“Intervista” Nerozzi: «Ci unisce l’idea del socialismo»

07/05/2007
    sabato 5 maggio 20o7

    Pagina 3 – Politica e società

    Intervista all’esponente della segreteria nazionale della Cgil. Oggi sarà presente all’assemblea della ex sinistra ds. «Sinistra aperta e vicina al lavoro»

      Nerozzi: «Ci unisce l’idea del socialismo»

        Fabio Sebastiani

        Qualcuno ha detto che questa vicenda del partito democratico rappresenterà per il sindacato una mezza rivoluzione. Condividi?
        Bisogna riflettere. Intanto, la maggioranza dei dirigenti e segretari generali non sono ancora entrati nel partito democratico. E ci sono tre motivi. ll primo riguarda il dato, ormai poco discutibile, che parla di una rappresentanza sindacale più vasta della copertura sociale del partito democratico. Dall’analisi del voto alle elezioni politiche dello scorso anno si arriva facilmente alla conclusione che i lavoratori iscritti Cgil, Cisl e Uil esprimono una ampiezza di preferenze molto più vasta di un tempo. La seconda ragione, molto più politica della precedente, riguarda strettamente i contenuti.

        Parli della formula usata da Fassino a proposito della "equidistanza"?

          Certo. Nel sindacato i contenuti del lavoro non sono certo equidistanti rispetto all’impresa. Sarebbe un paradosso. Nel Pd non solo c’è l’equidistanza dal lavoro e dall’impresa ma viene sottolineata la centralità del consumatore. Una anomalia tutta italiana.

          Che vuoi dire?

            Voglio dire che negli altri paesi non è così. Segolene Royal, per esempio, ha detto chiaro e tondo che rappresentava il lavoro con orgoglio. Ma possiamo parlare anche di situazioni in cui si fa molta concertazione come la Gran Bretagna e la Germania.

            Però il Pd l’attenzione al lavoro ce l’ha, tanto che vi ha invitato a fare presto con l’unificazione...

              Sinceramente ho trovato sbagliato l’invito a unificarsi in ragione del fatto che si è formato il Pd. Innanzitutto, perché saranno i sindacati a decidere modalità e tempi. Secondo, dà un primato inaccettabile della politica sul sindacato. Credo, invece, che l’unità sindacale, con delle regole precise, sia necessaria per un motivo che, se vogliamo, è inverso, e che riguarda la tendenza della politica a dividere. Guardiamo la realtà. Oggi chi può far diventare un fatto di massa la legge Amato-Ferrero se non il sindacato? Il sindacato ha la sua autonomia e i suoi riferimenti valoriali. Per esempio, quasi nessuno ha notato l’importanza della posizione di equilibrio di Epifani rispetto a tutti i cantieri che si stanno aprendo. Una cosa impensabile prima.

              Ecco appunto, tu come Paolo Nerozzi e basta, cosa ne pensi di tutto questo rimescolamento a sinistra?

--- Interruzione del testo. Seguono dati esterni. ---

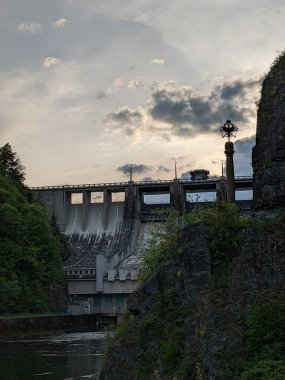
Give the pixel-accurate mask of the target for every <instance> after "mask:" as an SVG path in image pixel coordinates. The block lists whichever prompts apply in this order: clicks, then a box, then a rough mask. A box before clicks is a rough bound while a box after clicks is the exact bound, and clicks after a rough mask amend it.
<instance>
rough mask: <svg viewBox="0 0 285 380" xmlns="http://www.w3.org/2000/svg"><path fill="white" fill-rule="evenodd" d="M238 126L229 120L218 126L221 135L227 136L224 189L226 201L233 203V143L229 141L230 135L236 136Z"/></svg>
mask: <svg viewBox="0 0 285 380" xmlns="http://www.w3.org/2000/svg"><path fill="white" fill-rule="evenodd" d="M237 131H238V127H237V126H236V125H234V124H233V123H232V122H231V121H230V120H227V121H226V122H225V124H222V125H221V126H220V132H221V134H222V137H227V138H228V141H227V142H226V143H225V154H226V178H227V182H226V189H227V202H228V203H235V172H234V160H233V156H234V152H235V151H234V144H233V143H232V142H231V141H230V137H236V132H237Z"/></svg>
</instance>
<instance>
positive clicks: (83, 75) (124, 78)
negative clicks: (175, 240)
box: [0, 0, 285, 186]
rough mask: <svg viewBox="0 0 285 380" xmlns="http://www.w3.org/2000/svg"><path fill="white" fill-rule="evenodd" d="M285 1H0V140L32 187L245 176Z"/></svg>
mask: <svg viewBox="0 0 285 380" xmlns="http://www.w3.org/2000/svg"><path fill="white" fill-rule="evenodd" d="M284 15H285V2H284V1H283V0H247V1H245V0H239V1H237V0H236V1H233V0H207V1H206V0H176V1H175V2H174V1H170V0H104V1H102V0H100V1H99V0H98V1H97V0H80V1H78V0H48V1H47V0H21V1H19V0H0V32H1V33H0V46H1V60H0V83H1V84H0V146H3V145H4V144H5V143H7V142H9V143H10V144H11V146H12V149H13V150H14V151H15V152H17V154H18V156H19V157H20V159H21V161H22V163H23V165H24V166H25V167H26V182H25V183H26V184H27V185H28V186H44V185H64V184H85V183H102V182H119V181H126V180H128V177H129V167H130V165H131V164H132V165H133V179H134V180H136V181H139V180H143V179H173V178H174V166H175V162H177V169H178V175H179V176H180V175H182V174H183V173H186V172H187V171H189V170H193V169H201V168H203V169H208V170H209V171H210V174H211V175H215V174H218V175H220V174H221V160H224V158H225V157H224V143H225V140H224V139H222V138H221V135H220V133H219V126H220V125H221V124H223V123H224V122H225V121H226V120H227V119H231V120H232V122H233V123H235V124H236V125H237V126H238V128H239V131H238V134H237V138H236V139H234V140H233V141H234V144H235V172H236V175H250V174H251V172H252V169H251V149H252V146H253V145H254V143H255V138H254V135H255V130H256V102H257V101H258V99H259V97H260V89H261V83H262V80H263V78H264V76H265V75H266V72H268V70H269V68H270V65H271V64H272V62H273V61H274V59H275V57H276V56H277V55H278V54H280V53H281V52H282V51H283V49H284V45H285V43H284V36H285V23H284Z"/></svg>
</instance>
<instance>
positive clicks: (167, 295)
mask: <svg viewBox="0 0 285 380" xmlns="http://www.w3.org/2000/svg"><path fill="white" fill-rule="evenodd" d="M152 303H153V307H152V310H151V312H150V313H148V315H147V316H144V317H143V318H142V319H141V321H140V324H139V333H140V340H141V344H142V345H143V346H144V347H145V350H144V351H143V353H142V355H141V356H140V360H139V363H138V374H139V375H138V379H141V380H143V379H155V378H161V379H164V378H169V377H171V378H172V377H173V376H175V372H176V370H177V369H178V367H179V363H180V362H181V359H182V358H183V356H184V349H185V343H184V340H185V336H186V328H185V325H184V319H185V317H186V316H187V314H188V312H189V308H188V305H186V304H185V303H183V302H182V299H181V297H180V295H179V290H178V289H176V288H174V287H169V288H167V289H165V290H164V291H163V292H157V293H155V294H153V296H152Z"/></svg>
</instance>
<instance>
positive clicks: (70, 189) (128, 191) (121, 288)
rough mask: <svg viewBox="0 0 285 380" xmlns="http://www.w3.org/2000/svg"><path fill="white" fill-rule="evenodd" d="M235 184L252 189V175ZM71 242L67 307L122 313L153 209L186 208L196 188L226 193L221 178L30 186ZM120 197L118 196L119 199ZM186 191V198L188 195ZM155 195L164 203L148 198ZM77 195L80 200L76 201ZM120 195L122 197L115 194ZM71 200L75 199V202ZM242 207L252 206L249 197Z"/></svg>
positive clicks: (135, 269) (248, 207) (158, 220)
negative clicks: (56, 185) (59, 185)
mask: <svg viewBox="0 0 285 380" xmlns="http://www.w3.org/2000/svg"><path fill="white" fill-rule="evenodd" d="M236 188H237V189H240V190H249V189H251V188H252V178H251V177H238V178H236ZM32 189H33V190H34V192H36V193H37V194H38V196H39V198H40V199H41V201H42V203H43V204H44V205H45V206H46V207H47V210H48V212H49V214H50V215H51V216H53V217H54V218H55V221H56V224H57V226H58V228H59V230H60V232H61V233H62V234H64V235H65V236H66V238H67V241H68V243H69V247H70V251H71V255H70V257H69V258H68V259H67V260H66V261H65V262H64V263H63V265H64V270H65V273H66V277H67V286H68V295H69V311H70V312H71V313H72V314H80V313H109V314H117V313H121V312H122V311H123V310H124V308H125V305H126V301H127V298H128V296H129V294H130V293H132V292H133V291H134V290H135V289H136V287H137V273H138V269H139V265H140V262H141V259H142V256H143V253H144V250H145V248H146V246H147V241H148V236H149V234H150V230H151V224H152V222H158V221H159V220H160V217H159V215H158V214H157V209H160V208H167V207H172V208H174V209H176V210H177V211H179V212H181V213H183V212H190V211H191V209H192V208H193V204H194V203H193V198H195V197H192V196H191V195H192V194H195V193H196V192H198V191H199V192H205V193H207V192H212V193H215V195H216V199H221V200H223V198H224V196H225V191H224V189H225V179H224V177H211V178H208V179H207V180H199V181H193V180H190V181H189V180H173V181H171V180H166V181H141V182H123V183H122V182H121V183H108V184H95V185H90V184H89V185H76V186H47V187H41V188H32ZM118 195H121V199H119V200H118V199H117V198H118V197H117V196H118ZM189 195H190V196H189ZM153 196H154V197H155V196H159V197H160V198H162V199H163V198H164V199H166V201H158V202H154V203H152V202H148V201H147V199H148V198H149V197H153ZM76 197H77V198H79V200H78V199H76ZM119 198H120V197H119ZM74 199H75V200H74ZM239 206H240V208H241V209H242V207H244V209H250V207H251V201H249V202H248V201H246V202H241V204H240V205H239Z"/></svg>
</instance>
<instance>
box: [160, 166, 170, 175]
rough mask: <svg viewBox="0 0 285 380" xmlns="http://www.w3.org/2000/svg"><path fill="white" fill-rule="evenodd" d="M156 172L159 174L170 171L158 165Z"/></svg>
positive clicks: (164, 166)
mask: <svg viewBox="0 0 285 380" xmlns="http://www.w3.org/2000/svg"><path fill="white" fill-rule="evenodd" d="M157 171H158V172H161V173H169V172H170V169H168V168H166V167H165V166H163V165H159V167H158V168H157Z"/></svg>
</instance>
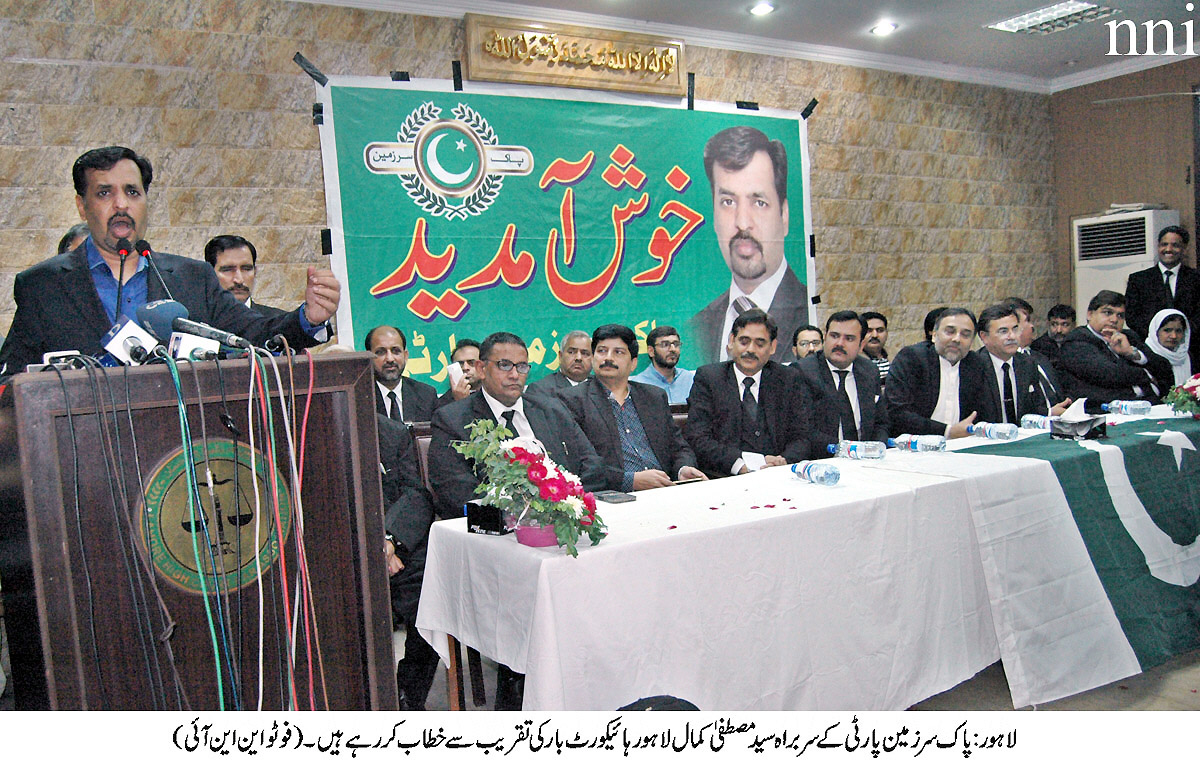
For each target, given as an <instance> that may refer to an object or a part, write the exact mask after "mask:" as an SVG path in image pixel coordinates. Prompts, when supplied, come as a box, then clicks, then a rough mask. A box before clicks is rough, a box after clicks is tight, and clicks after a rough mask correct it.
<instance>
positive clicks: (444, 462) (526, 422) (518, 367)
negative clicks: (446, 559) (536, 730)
mask: <svg viewBox="0 0 1200 762" xmlns="http://www.w3.org/2000/svg"><path fill="white" fill-rule="evenodd" d="M479 354H480V362H481V364H482V373H481V374H482V378H484V382H482V386H481V389H480V390H479V394H474V395H470V396H469V397H467V398H466V400H458V401H457V402H454V403H451V404H448V406H445V407H444V408H438V410H437V412H434V414H433V438H432V440H431V442H430V482H431V484H432V486H433V493H434V494H436V497H437V502H438V514H439V515H440V516H442V517H444V518H455V517H458V516H462V515H463V506H464V505H466V504H467V502H468V500H470V499H473V498H474V497H475V494H476V493H475V487H478V486H479V484H480V481H479V476H478V475H476V473H475V469H474V467H473V466H472V464H470V463H469V462H468V461H467V458H464V457H463V456H462V455H460V454H458V452H457V451H456V450H455V449H454V448H451V446H450V443H451V442H461V440H466V439H467V438H468V437H469V436H470V433H469V432H468V431H467V424H470V422H473V421H476V420H479V419H487V418H491V419H493V420H496V421H497V422H498V424H504V426H505V427H508V430H509V431H511V432H514V434H516V436H518V437H533V438H535V439H538V440H539V442H541V445H542V448H544V449H545V451H546V454H547V455H548V456H550V457H551V460H552V461H554V462H556V463H558V464H559V466H562V467H563V468H565V469H568V470H569V472H571V473H574V474H575V475H577V476H578V478H580V481H582V482H583V488H584V490H588V491H589V492H594V491H596V490H604V488H605V469H604V461H601V460H600V456H599V455H596V451H595V449H593V446H592V445H590V444H589V443H588V439H587V437H584V436H583V432H582V431H581V430H580V427H578V426H577V425H576V424H575V419H572V418H571V414H570V413H568V412H566V408H565V407H563V403H562V402H559V400H558V398H557V397H556V396H554V395H522V391H523V390H524V382H526V377H527V376H528V374H529V350H528V349H527V348H526V343H524V341H522V340H521V337H520V336H516V335H515V334H508V332H503V331H500V332H496V334H492V335H491V336H488V337H487V338H485V340H484V343H482V344H481V346H480V352H479ZM523 689H524V677H523V676H521V674H517V673H515V672H512V670H510V668H509V667H508V666H505V665H500V668H499V670H498V674H497V689H496V708H497V709H500V710H506V709H520V708H521V701H522V692H523Z"/></svg>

                Penso che per tutta una serie di questioni generali, per la questione della rappresentanza, e anche per le grandi idee al centro del socialismo, il nostro paese non possa pemettersi di non avere una sinistra che tenga conto dei valori del lavoro. Una sinistra che attraverso forme inedite sia in grado di tenere insieme il desiderio di unità con l’elemento di differenza valoriale, ma anche rispecchiare la dialettica tra moderazione e radicalità. Ovviamente, tra i riferimenti c’è il lavoro, la laicità, la sostenibiltà ambientale, la pace, la riforma della politica, la differenza, e la capacità di rappresentare i giovani di tutti i ceti sociali.

                Cosa intendi per forme inedite?

                  Si è tanto parlato di Flm, la federazione dei lavoratori metalmeccanici, composta da Fim, Fiom e Uilm. Era un modello ricco, perché c’erano iscritti non solo delle tre organizzazioni. Secondo me, questo modello era quello dell’Ulivo all’inizio della sua storia. Oggi, non posso chiedere a nessuno di cambiare identità. Ma nello stesso tempo non si può permettere che questo bisogno di unità sia inevaso anche perché la parola socialismo individua precisi valori comuni: libertà, uguaglianza e solidarietà.

                  Non c’è il rischio di ricomporre solo i vertici e non ricomporre i ceti sociali di riferimento?

                    Nel cantiere bisogna parlare di cose concrete. E nello stesso tempo tenere sempre aperta la porta. Al di là delle cose ci sono molti elementi che possono unire, dai socialisti a Rifondazione comunista. Può essere che non ci si riesca, ma almeno c’è un tentativo.

                    Come vedi, quindi, lo scenario futuro?

                      Un partito veramente democratico e una sinistra aiutano il rafforzamento della politica.